Ummm, some quick digging later and the situation is worse than I thought.
Not only does vpopmail use rand(), it initializes srand with a variant
of time(NULL) ^ getpid(). time(NULL) ^ getpid() has long been known to
not be a good way of seeding the random number generator. I think the
variant vpopmail uses is actually likely to make it quite a bit worse.
If nothing else, I'd suggest replacing the rand() % time(NULL) ^ getpid()
with time(NULL) ^ (getpid() + (getpid() << 15)) as recommended by Larry
Wall. At best, I would attempt to determine if /dev/urandom exists
(either at configuration time or at run time) and use that if possible,
reverting to the Wall function if /dev/urandom is not available.
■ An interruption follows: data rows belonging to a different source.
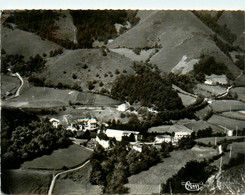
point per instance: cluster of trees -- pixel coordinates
(41, 22)
(147, 87)
(43, 82)
(194, 171)
(208, 66)
(55, 52)
(211, 22)
(99, 25)
(240, 63)
(235, 161)
(111, 168)
(25, 136)
(17, 64)
(226, 48)
(185, 82)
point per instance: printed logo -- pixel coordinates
(192, 186)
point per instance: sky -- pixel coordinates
(124, 4)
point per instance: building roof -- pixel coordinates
(169, 128)
(163, 136)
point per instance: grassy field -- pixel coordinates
(70, 157)
(25, 43)
(143, 56)
(227, 122)
(234, 115)
(240, 91)
(19, 181)
(76, 182)
(227, 105)
(211, 140)
(87, 65)
(95, 99)
(208, 90)
(162, 171)
(9, 84)
(186, 99)
(199, 125)
(237, 147)
(43, 97)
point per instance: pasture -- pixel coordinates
(211, 140)
(76, 182)
(237, 147)
(199, 125)
(19, 181)
(239, 115)
(227, 105)
(227, 122)
(240, 91)
(9, 84)
(186, 99)
(69, 157)
(95, 99)
(162, 171)
(209, 90)
(143, 56)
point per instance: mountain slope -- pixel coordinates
(177, 33)
(86, 65)
(235, 21)
(24, 43)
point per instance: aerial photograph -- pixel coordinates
(122, 102)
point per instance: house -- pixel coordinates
(55, 122)
(214, 79)
(103, 143)
(83, 125)
(177, 130)
(118, 134)
(163, 138)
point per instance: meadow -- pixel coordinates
(69, 157)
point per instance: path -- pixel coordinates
(63, 172)
(21, 85)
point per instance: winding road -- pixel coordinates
(63, 172)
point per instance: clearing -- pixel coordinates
(186, 99)
(76, 182)
(211, 140)
(240, 91)
(227, 105)
(69, 157)
(19, 181)
(239, 115)
(227, 122)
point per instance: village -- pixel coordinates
(100, 133)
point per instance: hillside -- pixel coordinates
(86, 65)
(24, 43)
(234, 20)
(176, 34)
(66, 29)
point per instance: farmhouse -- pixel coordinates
(178, 131)
(118, 134)
(55, 122)
(214, 79)
(163, 138)
(83, 125)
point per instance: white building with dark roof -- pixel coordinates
(118, 134)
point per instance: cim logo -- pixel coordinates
(192, 186)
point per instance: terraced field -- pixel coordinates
(227, 105)
(76, 183)
(43, 97)
(227, 122)
(69, 157)
(19, 181)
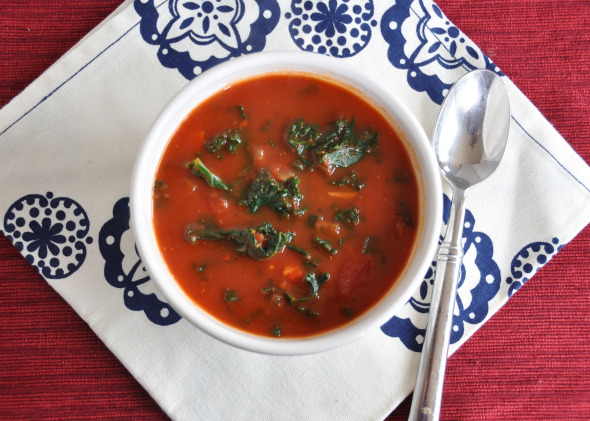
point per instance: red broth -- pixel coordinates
(356, 222)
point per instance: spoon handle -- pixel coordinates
(431, 372)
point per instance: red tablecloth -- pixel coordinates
(530, 361)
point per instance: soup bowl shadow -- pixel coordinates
(216, 79)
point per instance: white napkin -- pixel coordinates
(67, 148)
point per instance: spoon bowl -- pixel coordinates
(469, 142)
(472, 128)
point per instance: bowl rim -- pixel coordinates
(215, 79)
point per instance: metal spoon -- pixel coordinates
(469, 141)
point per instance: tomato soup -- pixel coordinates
(286, 205)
For generating a salt, I think we're fine with the following initialization:
srandom (time(NULL)^(getpid()<<15));
I think it would be extremely difficult to predict the salt of a generated password, and even if it was possible, it doesn't really matter. Knowing a password's salt but not the encrypted password doesn't help you to crack it. Once you have the encrypted password, you get the salt.
If you were trying to guess a randomly generated password, it might be possible to use the salt to determine the starting seed to srand and then determine the password used. If you knew a process ID range and time range for when the password was generated, you could try thousands, if not millions of seeds to find one that generates the salt. At that point, you could continue the password generating routine to determine what the random password was.